Sensory evaluation revealed that flavor is a vital fruit quality attribute relating to the refreshing perception of watermelon, an attribute linked with VOCs (Ramirez et al., 2020; Mandha et al., 2021). Comparative transcriptome analysis revealed ADHs genes: Cla97C01G013600, Cla97C05G089700, Cla97C01G001290 Cla97C05G095170, and Cla97C06G118330 enhanced flavor and aroma formation of ripened watermelon fruit (Gong et al., 2021). The reported genes condition the biosynthesis of VOCs 2,6-nonadienal, (E,Z); 2-non-enal, (E)-; 3,6-nonadien-1-ol, (E,Z)-; and 3-nonen-1-ol, (Z)-, respectively (Gong et al., 2021). Previous findings pinpointed that VOCs are main flavor-forming compounds in watermelon (Liu et al., 2012; Dima et al., 2014). Other ADHs genes such as Cla97C09G172570, Cla97C05G092340, Cla97C01G001290, and Cla97C08G152400 and lipoxygenase (LOX) gene (Cla97C06G115570) are reportedly linked to aroma and flavor development of the ripened watermelon fruit (Gong et al., 2021). Understanding the genes involved and its expressions in aroma and flavor development of watermelon fruit is useful in variety development.

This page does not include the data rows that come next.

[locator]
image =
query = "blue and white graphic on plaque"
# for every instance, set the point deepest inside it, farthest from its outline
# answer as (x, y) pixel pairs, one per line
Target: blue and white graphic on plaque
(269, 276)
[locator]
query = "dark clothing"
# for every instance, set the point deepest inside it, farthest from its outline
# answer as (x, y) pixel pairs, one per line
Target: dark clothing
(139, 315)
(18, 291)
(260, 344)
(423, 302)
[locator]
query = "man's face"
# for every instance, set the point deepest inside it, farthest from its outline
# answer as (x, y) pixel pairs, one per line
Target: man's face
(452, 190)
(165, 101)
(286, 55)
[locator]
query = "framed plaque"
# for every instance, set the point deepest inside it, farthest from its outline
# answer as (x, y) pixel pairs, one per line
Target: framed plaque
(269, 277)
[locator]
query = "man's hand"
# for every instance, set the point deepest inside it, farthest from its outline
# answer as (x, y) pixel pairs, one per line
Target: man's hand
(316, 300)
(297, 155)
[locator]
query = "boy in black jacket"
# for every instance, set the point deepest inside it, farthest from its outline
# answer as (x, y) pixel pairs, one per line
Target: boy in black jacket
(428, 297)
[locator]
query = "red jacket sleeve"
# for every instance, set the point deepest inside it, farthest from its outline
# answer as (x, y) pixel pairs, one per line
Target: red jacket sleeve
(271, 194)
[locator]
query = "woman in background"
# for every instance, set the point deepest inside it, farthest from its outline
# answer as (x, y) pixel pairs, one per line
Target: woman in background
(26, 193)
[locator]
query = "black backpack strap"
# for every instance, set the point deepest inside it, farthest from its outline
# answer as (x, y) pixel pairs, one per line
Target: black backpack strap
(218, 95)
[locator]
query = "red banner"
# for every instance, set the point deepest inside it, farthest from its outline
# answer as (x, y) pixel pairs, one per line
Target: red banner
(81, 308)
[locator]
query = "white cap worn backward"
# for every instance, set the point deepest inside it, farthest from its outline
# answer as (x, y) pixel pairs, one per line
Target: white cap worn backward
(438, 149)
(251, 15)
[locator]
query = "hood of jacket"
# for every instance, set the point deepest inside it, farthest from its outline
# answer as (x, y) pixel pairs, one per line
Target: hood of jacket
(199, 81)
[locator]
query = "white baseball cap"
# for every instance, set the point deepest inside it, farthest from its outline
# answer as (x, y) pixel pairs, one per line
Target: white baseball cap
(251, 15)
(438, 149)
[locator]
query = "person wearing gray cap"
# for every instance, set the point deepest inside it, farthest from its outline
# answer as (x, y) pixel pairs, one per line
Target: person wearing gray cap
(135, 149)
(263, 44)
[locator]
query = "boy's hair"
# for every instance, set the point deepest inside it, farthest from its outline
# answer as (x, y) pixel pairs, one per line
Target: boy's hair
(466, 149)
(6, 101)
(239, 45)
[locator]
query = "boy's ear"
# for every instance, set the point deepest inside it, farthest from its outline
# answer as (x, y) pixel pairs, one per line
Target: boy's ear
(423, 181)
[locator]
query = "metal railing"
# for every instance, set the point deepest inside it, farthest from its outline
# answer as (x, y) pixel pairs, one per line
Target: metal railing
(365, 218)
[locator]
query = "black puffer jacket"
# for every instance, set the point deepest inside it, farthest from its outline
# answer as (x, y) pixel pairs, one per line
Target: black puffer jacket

Phytohormones of Sweet Watermelon Fruit

Phytohormones such as ethylene and ABA regulate watermelon fruit ripening and tissue degradation, thus influencing fruit quality and shelf life (Zhou et al., 2016; Wang et al., 2017). Transcriptome analysis revealed 22 genes conditioning ethylene biosynthesis and signaling pathway including ACC synthase (ACS), ACC oxidase (ACO), ethylene receptor (ETR), and ethylene-responsive factor (ERF). The genes regulate the production and accumulation of phytohormones in watermelon (Guo et al., 2015). ACS and ACO are key genes regulating ethylene biosynthesis (Guo et al., 2015). The ACS gene denoted as Cla011522 is highly expressed during watermelon fruit development and ripening, making it the most important gene regulating ethylene biosynthesis. The following ACS genes: Cla000483, Cla006245, Cla006634, Cla011230, Cla014057, Cla014652, and Cla022653 showed a relatively low expression levels playing vital roles in ethylene biosynthesis (Guo et al., 2015). ACO genes namely: Cla018620 and Cla018621 are reportedly involved in regulating endogenous ethylene biosynthesis (Guo et al., 2015). ACS (i.e., Cla022653 and Cla011522), and ACO (i.e., Cla014827 and Cla016287) genes induce increased ethylene accumulation in watermelon fruit (Zhou et al., 2016). An ethylene receptor gene Cla021550 with low expression during fruit development and ripening is associated with decreased ethylene biosynthesis (Guo et al., 2015).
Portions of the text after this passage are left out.